Skills and concepts that students must have mastered

How the activity is situated in the course

I use it as a weekly homework assignment as well as a weekly in-class discussion opportunity.


Content/concepts goals for this activity

The goal is to begin to recognize, describe, and interpret geologic structures. This is critical because we can't always go see these structures in the field first-hand.

Higher order thinking skills goals for this activity

For me, learning the difference between an observation and an interpretation is probably the most important point.

Other skills goals for this activity

Developing some sketching skills is a side benefit.

Description and Teaching Materials

I have uploaded the form that I use for this activity, in addition to a couple of useful photographs.

Form for the sketch (Acrobat (PDF) 73kB Apr30 12)
Example image (a 1879 by 2862 pixel WebP)
Example image (a 600 by 800 pixel WebP)

Teaching Notes and Tips

For the first week, it's a good idea to have a discussion about the difference between observation and interpretation. Often, we practice with some familiar object - like a cell phone or a stapler.

For the in-class discussion, it can be fun to have a colleague who has never seen the photo-for-the-week come in and describe what they see in the image. Students are often amazed by these visitors and their abilities to interpret geologic structures.
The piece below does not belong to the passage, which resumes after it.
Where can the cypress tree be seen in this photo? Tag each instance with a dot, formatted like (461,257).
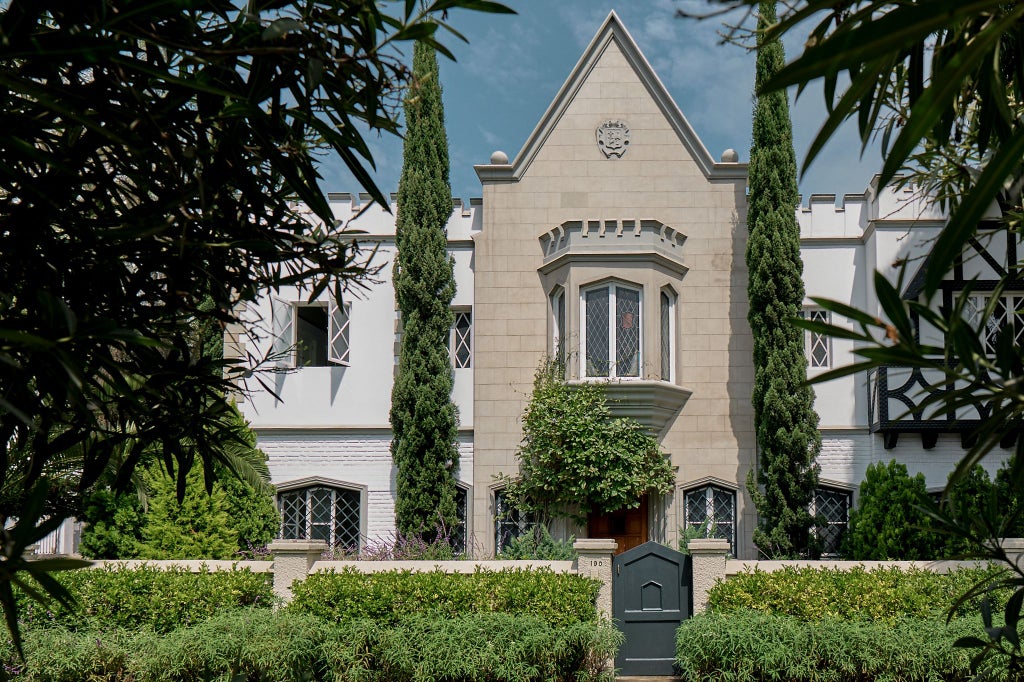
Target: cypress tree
(783,406)
(423,418)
Each week I collect the students' forms and grade them based on their sketch (how well does it resemble the image?, did they capture the most important features?), their observations (are they really observations?, are they useful observations?), and their interpretations (did they use their own observations?, are the interpretations reasonable?) It's not about getting the right answer, but about being able to articulate their ideas clearly.